When I saw my primary doctor about my knee I asked her if it would be safe to stop taking my anti-depressant. I had started on a higher dose, but since have gone down to the smallest dose because it was making me too numb. But now that I’ve been feeling so good, physically and mentally, I thought it would be worth a shot at stopping it altogether. She said I was on a low enough dose that I could just stop taking it and wouldn’t have any adverse effects. So, I stopped.
Here’s how I know it was leaving my system. Last week I turned on the tv and caught a few minutes of Wife Swap. The husband did something really nice and thoughtful for the wife, and I got a little choked up. Almost shed a tear. Then, a few days later I was watching a video on Facebook of a man playing the saxophone for a herd of cows, and I kid you not, they all came to the fence to listen. Again with the lump in the throat.

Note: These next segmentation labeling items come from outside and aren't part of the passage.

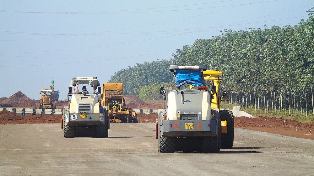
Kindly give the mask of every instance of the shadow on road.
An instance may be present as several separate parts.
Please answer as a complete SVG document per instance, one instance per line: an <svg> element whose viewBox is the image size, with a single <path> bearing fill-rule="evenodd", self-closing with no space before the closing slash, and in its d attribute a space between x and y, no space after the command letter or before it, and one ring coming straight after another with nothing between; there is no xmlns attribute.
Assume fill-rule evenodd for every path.
<svg viewBox="0 0 314 176"><path fill-rule="evenodd" d="M106 138L151 138L151 136L109 136Z"/></svg>
<svg viewBox="0 0 314 176"><path fill-rule="evenodd" d="M292 148L290 147L232 147L232 149L260 149L261 148Z"/></svg>

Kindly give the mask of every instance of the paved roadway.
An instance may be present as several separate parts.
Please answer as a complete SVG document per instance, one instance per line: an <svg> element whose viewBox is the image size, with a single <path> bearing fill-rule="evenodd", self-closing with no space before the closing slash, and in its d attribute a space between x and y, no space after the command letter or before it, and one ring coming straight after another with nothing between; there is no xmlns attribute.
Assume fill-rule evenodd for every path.
<svg viewBox="0 0 314 176"><path fill-rule="evenodd" d="M313 175L314 141L240 128L220 153L158 151L154 123L65 138L58 124L0 125L1 175Z"/></svg>

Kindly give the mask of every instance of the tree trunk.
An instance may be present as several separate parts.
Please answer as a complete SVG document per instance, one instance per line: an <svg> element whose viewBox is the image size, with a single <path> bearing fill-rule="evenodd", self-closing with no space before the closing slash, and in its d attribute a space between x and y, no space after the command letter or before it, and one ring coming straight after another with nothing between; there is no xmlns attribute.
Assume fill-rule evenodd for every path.
<svg viewBox="0 0 314 176"><path fill-rule="evenodd" d="M243 104L243 108L244 108L244 95L242 93L242 104Z"/></svg>
<svg viewBox="0 0 314 176"><path fill-rule="evenodd" d="M277 107L276 105L276 93L275 93L275 92L274 92L274 99L275 100L275 112L276 110L277 110L276 108Z"/></svg>
<svg viewBox="0 0 314 176"><path fill-rule="evenodd" d="M230 99L231 100L231 104L232 103L232 93L231 93L231 96L230 96Z"/></svg>
<svg viewBox="0 0 314 176"><path fill-rule="evenodd" d="M255 107L255 112L256 111L256 95L254 94L254 105Z"/></svg>
<svg viewBox="0 0 314 176"><path fill-rule="evenodd" d="M301 109L301 112L303 113L302 112L302 100L301 99L301 95L299 94L299 97L300 98L300 109Z"/></svg>
<svg viewBox="0 0 314 176"><path fill-rule="evenodd" d="M273 92L271 92L270 94L271 95L271 99L272 99L272 109L273 111L274 110L274 101L273 99Z"/></svg>
<svg viewBox="0 0 314 176"><path fill-rule="evenodd" d="M281 110L282 110L282 94L280 94L280 97L281 98Z"/></svg>
<svg viewBox="0 0 314 176"><path fill-rule="evenodd" d="M313 116L314 116L314 100L313 99L313 89L312 86L311 86L311 92L312 92L312 106L313 108L312 111L313 112Z"/></svg>
<svg viewBox="0 0 314 176"><path fill-rule="evenodd" d="M259 110L259 95L257 95L257 103L258 104L258 105L257 106L257 109L258 110Z"/></svg>
<svg viewBox="0 0 314 176"><path fill-rule="evenodd" d="M264 104L265 108L265 113L266 113L266 98L265 96L264 96Z"/></svg>
<svg viewBox="0 0 314 176"><path fill-rule="evenodd" d="M239 98L238 98L238 99L239 99L239 106L240 107L240 108L241 108L241 106L240 106L240 92L238 94L239 94Z"/></svg>
<svg viewBox="0 0 314 176"><path fill-rule="evenodd" d="M289 99L289 95L287 95L288 97L288 108L289 109L289 115L290 115L290 102Z"/></svg>
<svg viewBox="0 0 314 176"><path fill-rule="evenodd" d="M247 93L246 92L245 93L245 99L246 102L246 109L247 109Z"/></svg>
<svg viewBox="0 0 314 176"><path fill-rule="evenodd" d="M306 91L305 90L305 112L306 116L306 118L307 118L307 99L306 98Z"/></svg>
<svg viewBox="0 0 314 176"><path fill-rule="evenodd" d="M251 105L251 108L252 108L252 97L251 97L251 93L250 93L250 103Z"/></svg>

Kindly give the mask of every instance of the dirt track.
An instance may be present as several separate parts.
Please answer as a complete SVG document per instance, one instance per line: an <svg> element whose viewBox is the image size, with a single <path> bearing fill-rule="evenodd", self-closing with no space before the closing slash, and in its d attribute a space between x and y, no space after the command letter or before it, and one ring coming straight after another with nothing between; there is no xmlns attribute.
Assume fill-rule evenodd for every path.
<svg viewBox="0 0 314 176"><path fill-rule="evenodd" d="M312 140L236 128L219 153L161 154L153 123L112 124L105 138L66 138L60 126L0 125L0 175L313 175Z"/></svg>

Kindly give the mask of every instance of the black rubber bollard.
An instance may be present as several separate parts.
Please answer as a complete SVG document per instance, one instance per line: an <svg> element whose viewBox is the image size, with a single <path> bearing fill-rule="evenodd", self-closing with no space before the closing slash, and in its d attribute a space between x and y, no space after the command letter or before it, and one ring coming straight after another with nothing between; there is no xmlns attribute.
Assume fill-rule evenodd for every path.
<svg viewBox="0 0 314 176"><path fill-rule="evenodd" d="M22 109L22 115L25 115L26 114L25 113L25 108L23 108Z"/></svg>

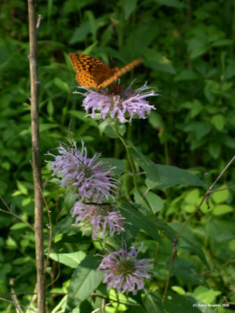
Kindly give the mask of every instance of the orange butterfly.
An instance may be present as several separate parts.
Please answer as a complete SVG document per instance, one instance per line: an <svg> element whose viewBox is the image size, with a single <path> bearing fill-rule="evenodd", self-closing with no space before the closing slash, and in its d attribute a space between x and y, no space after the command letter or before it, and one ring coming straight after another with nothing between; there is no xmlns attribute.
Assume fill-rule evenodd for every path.
<svg viewBox="0 0 235 313"><path fill-rule="evenodd" d="M70 59L76 72L77 82L83 87L93 87L95 89L104 88L143 62L142 58L139 58L123 67L110 68L100 60L85 54L72 53Z"/></svg>

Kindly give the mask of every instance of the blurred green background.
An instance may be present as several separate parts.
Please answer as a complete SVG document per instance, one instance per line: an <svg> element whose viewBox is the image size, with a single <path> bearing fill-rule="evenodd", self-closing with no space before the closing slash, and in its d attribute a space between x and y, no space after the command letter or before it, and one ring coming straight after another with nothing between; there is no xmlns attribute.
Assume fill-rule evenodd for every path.
<svg viewBox="0 0 235 313"><path fill-rule="evenodd" d="M42 16L38 45L42 166L54 221L63 207L63 195L48 184L51 177L44 154L68 137L68 129L74 140L86 141L90 153L125 157L118 141L100 137L98 123L84 120L82 97L72 94L77 83L68 59L72 51L89 54L111 67L143 56L143 64L121 81L127 86L136 79L138 87L147 81L161 96L150 98L156 110L147 119L134 120L127 127L129 140L155 163L189 169L202 179L207 172L209 185L215 180L234 154L234 6L232 0L38 1L37 13ZM0 17L0 194L13 212L33 224L26 1L2 0ZM234 175L233 165L217 187L231 186ZM204 192L181 186L160 191L164 202L160 216L167 222L185 220ZM229 189L213 195L212 213L205 206L193 222L212 267L234 257L234 194ZM6 209L3 202L0 207ZM9 291L13 278L17 291L32 292L33 233L2 212L0 227L0 294ZM75 244L66 244L68 250L74 250ZM231 271L228 266L217 271L213 282L207 282L221 291L221 297L229 293ZM63 269L58 285L70 273ZM49 270L51 279L53 275ZM179 284L177 279L175 284ZM163 278L161 289L164 283ZM192 290L188 284L181 287ZM29 300L26 296L22 299ZM57 300L51 301L53 306ZM1 312L6 312L6 307L5 303L0 304Z"/></svg>

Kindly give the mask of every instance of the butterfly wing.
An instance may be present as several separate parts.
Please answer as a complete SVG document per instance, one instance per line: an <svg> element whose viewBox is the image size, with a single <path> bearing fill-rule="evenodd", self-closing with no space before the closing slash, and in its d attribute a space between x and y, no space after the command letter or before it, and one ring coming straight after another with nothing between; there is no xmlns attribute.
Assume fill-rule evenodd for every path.
<svg viewBox="0 0 235 313"><path fill-rule="evenodd" d="M143 62L142 58L139 58L120 69L111 69L100 60L85 54L72 53L70 59L76 72L77 82L87 88L92 87L95 89L104 88Z"/></svg>
<svg viewBox="0 0 235 313"><path fill-rule="evenodd" d="M85 54L72 53L70 59L78 83L88 88L97 86L109 77L111 68L104 62Z"/></svg>
<svg viewBox="0 0 235 313"><path fill-rule="evenodd" d="M99 84L98 84L97 89L104 88L105 87L107 87L107 86L113 83L116 79L118 79L118 77L122 75L122 74L124 74L127 72L129 71L132 68L140 64L142 62L143 58L136 58L136 60L133 61L129 64L127 64L127 65L120 69L118 67L111 69L109 76L106 79L104 79L103 81L102 81Z"/></svg>

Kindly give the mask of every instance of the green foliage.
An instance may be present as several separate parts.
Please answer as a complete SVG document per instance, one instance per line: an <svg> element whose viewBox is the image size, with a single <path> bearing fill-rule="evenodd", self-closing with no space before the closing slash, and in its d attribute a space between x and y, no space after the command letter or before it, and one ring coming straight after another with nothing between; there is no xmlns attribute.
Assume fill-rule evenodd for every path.
<svg viewBox="0 0 235 313"><path fill-rule="evenodd" d="M47 208L53 238L51 243L45 227L45 255L51 243L46 284L56 278L47 291L58 293L47 294L48 311L92 312L108 297L111 305L106 312L112 313L211 312L214 308L206 305L225 304L224 297L234 303L229 290L234 279L229 263L235 252L234 191L226 189L234 182L233 164L214 188L225 190L211 194L210 209L204 202L184 230L164 309L162 305L173 241L234 154L233 1L197 1L191 7L178 0L58 0L38 1L37 10L43 17L38 61L44 225L49 223ZM17 297L26 307L36 280L27 16L26 1L1 1L0 208L13 214L0 212L0 294L12 300L13 290L23 293ZM143 65L122 77L122 83L127 86L137 78L137 86L147 81L161 90L161 97L150 99L156 111L148 118L119 127L132 147L136 179L154 216L134 188L112 124L86 117L82 97L72 93L77 83L68 54L74 51L111 67L143 56ZM143 253L154 260L147 294L118 298L102 283L103 274L96 271L100 258L93 255L120 243L106 236L100 243L73 225L73 190L65 191L51 179L44 162L49 159L44 154L65 138L78 143L83 138L89 155L100 152L102 161L116 166L113 172L122 181L125 200L119 203L120 211L131 223L125 225L124 238L130 246L143 241ZM91 296L92 292L99 296ZM15 307L2 300L0 312L13 312Z"/></svg>

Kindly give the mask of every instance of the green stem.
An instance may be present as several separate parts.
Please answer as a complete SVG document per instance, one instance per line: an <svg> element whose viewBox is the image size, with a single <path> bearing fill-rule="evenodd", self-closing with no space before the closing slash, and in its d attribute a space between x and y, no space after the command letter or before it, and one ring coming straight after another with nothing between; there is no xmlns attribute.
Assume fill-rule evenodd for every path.
<svg viewBox="0 0 235 313"><path fill-rule="evenodd" d="M130 164L131 166L131 169L133 173L133 184L137 190L137 191L138 192L139 195L140 195L140 197L142 198L142 199L145 201L145 202L146 203L147 207L149 209L151 213L154 215L154 212L152 209L152 207L150 205L150 203L149 202L149 201L147 200L147 199L146 199L146 198L145 197L145 195L143 195L143 192L141 191L141 190L139 188L138 184L137 184L137 179L136 179L136 171L135 169L135 166L134 166L134 163L133 163L133 161L131 158L131 152L130 152L130 150L129 150L129 146L127 145L127 143L126 143L126 141L124 139L124 138L123 137L123 136L122 136L120 132L118 131L118 129L117 127L117 125L115 124L115 129L116 131L117 135L118 136L118 138L120 139L120 141L122 141L122 143L123 143L125 149L126 149L126 152L127 152L127 159L129 161L129 163Z"/></svg>

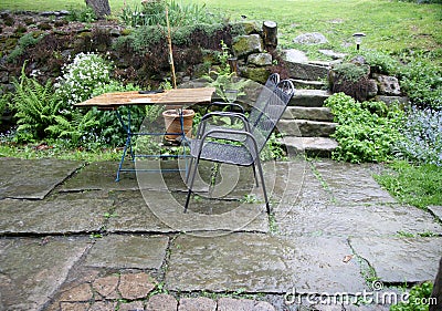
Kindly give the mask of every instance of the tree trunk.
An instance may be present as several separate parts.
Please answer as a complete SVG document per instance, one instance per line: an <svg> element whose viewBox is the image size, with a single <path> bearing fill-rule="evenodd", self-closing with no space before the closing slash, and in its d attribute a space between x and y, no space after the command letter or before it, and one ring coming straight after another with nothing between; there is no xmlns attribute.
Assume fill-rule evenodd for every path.
<svg viewBox="0 0 442 311"><path fill-rule="evenodd" d="M97 19L110 15L109 0L86 0L86 6L94 10Z"/></svg>
<svg viewBox="0 0 442 311"><path fill-rule="evenodd" d="M439 263L439 272L434 280L432 298L436 299L436 303L430 304L429 311L441 311L442 310L442 258Z"/></svg>
<svg viewBox="0 0 442 311"><path fill-rule="evenodd" d="M275 49L277 45L277 24L274 21L263 23L264 46L267 50Z"/></svg>

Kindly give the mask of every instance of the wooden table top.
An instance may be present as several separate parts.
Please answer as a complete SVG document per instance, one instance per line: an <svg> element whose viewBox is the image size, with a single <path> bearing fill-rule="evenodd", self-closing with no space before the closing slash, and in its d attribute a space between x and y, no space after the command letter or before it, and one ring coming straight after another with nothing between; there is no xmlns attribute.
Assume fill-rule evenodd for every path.
<svg viewBox="0 0 442 311"><path fill-rule="evenodd" d="M191 105L208 104L212 101L214 87L173 89L164 93L139 94L134 92L105 93L85 102L75 104L78 107L96 106L98 108L116 108L124 105Z"/></svg>

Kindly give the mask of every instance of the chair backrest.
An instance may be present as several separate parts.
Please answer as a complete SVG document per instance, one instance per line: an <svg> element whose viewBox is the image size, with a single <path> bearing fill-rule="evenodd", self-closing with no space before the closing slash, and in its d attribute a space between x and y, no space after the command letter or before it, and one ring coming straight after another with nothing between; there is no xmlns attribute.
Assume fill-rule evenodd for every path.
<svg viewBox="0 0 442 311"><path fill-rule="evenodd" d="M252 134L257 143L257 153L265 146L294 93L295 86L292 81L283 80L276 85L266 101L256 118L255 125L252 127Z"/></svg>
<svg viewBox="0 0 442 311"><path fill-rule="evenodd" d="M280 83L280 74L272 73L261 90L261 93L249 114L249 124L252 128L255 127L256 122L259 121L260 115L273 91L275 91L277 83Z"/></svg>

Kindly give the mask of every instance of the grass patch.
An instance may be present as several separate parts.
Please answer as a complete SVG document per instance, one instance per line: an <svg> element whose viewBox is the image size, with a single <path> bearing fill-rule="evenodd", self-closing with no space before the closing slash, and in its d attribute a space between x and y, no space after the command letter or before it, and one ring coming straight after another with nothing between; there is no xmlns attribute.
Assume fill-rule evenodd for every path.
<svg viewBox="0 0 442 311"><path fill-rule="evenodd" d="M375 179L400 203L427 209L442 205L442 167L394 162Z"/></svg>
<svg viewBox="0 0 442 311"><path fill-rule="evenodd" d="M41 145L12 145L0 144L0 157L15 157L15 158L60 158L72 160L85 162L102 162L102 160L119 160L122 157L120 149L99 149L99 151L84 151L84 149L66 149L62 146L48 146Z"/></svg>
<svg viewBox="0 0 442 311"><path fill-rule="evenodd" d="M109 0L114 15L124 3L139 6L136 0ZM227 12L232 20L274 20L278 23L278 41L283 48L297 48L316 54L318 49L354 51L351 34L365 32L361 49L400 54L408 50L442 50L441 4L418 4L387 0L183 0L183 3L207 4L209 11ZM24 1L3 0L0 10L70 10L85 8L83 0ZM297 45L293 39L305 32L322 32L328 43Z"/></svg>

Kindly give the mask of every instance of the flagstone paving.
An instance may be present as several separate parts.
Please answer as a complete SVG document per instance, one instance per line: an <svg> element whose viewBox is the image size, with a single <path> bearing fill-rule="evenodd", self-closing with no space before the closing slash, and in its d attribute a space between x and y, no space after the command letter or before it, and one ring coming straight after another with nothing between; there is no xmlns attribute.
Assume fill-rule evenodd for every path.
<svg viewBox="0 0 442 311"><path fill-rule="evenodd" d="M252 170L202 167L183 214L180 174L1 158L0 310L335 311L318 298L372 290L367 271L434 279L440 207L399 204L380 165L266 163L272 216Z"/></svg>

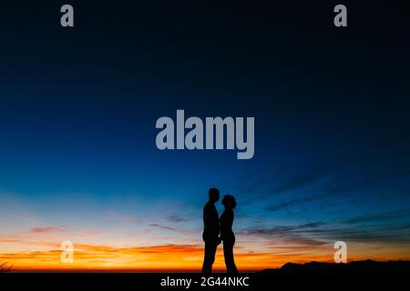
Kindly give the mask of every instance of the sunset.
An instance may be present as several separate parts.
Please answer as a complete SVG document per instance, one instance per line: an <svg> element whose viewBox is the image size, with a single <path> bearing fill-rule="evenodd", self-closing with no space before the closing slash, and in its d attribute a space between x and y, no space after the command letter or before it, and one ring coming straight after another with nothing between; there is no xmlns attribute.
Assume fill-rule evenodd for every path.
<svg viewBox="0 0 410 291"><path fill-rule="evenodd" d="M395 289L405 6L2 4L2 290Z"/></svg>

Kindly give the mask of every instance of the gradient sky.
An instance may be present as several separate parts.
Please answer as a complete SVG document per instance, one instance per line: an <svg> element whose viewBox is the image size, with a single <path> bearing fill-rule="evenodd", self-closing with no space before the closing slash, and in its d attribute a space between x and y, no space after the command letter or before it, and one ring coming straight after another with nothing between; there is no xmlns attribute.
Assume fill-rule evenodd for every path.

Then there was the time we went up in the carousel at Cedar Point and I almost had a panic attack. It was at that moment I remembered that I was off my meds and in order to cope I had to do what I had learned to do – which is to breath slowly and tell myself what was real and true. I had to tell myself that the likelihood of anything bad happening was very minimal, or else they wouldn’t have let us on the ride in the first place. And then keep breathing, slowly, in and out.
So, these sorts of things keep happening, and it tells me that the anti-depressant that was artificially numbing my emotions is out of my system. That makes me so happy, I could *literally* cry (Sometimes people say literally when they don’t mean literally. I am not those people.). This is such a good thing. I was taking the anti-depressant because I was having anxiety attacks, but I never did like that it seemed to dull my emotions all together. You can’t pick and choose with these drugs, I guess. The upside is that while I now feel sad emotions more vibrantly, I’m also feeling the happy ones too. I’m FEELing all the FEELS. You feel me?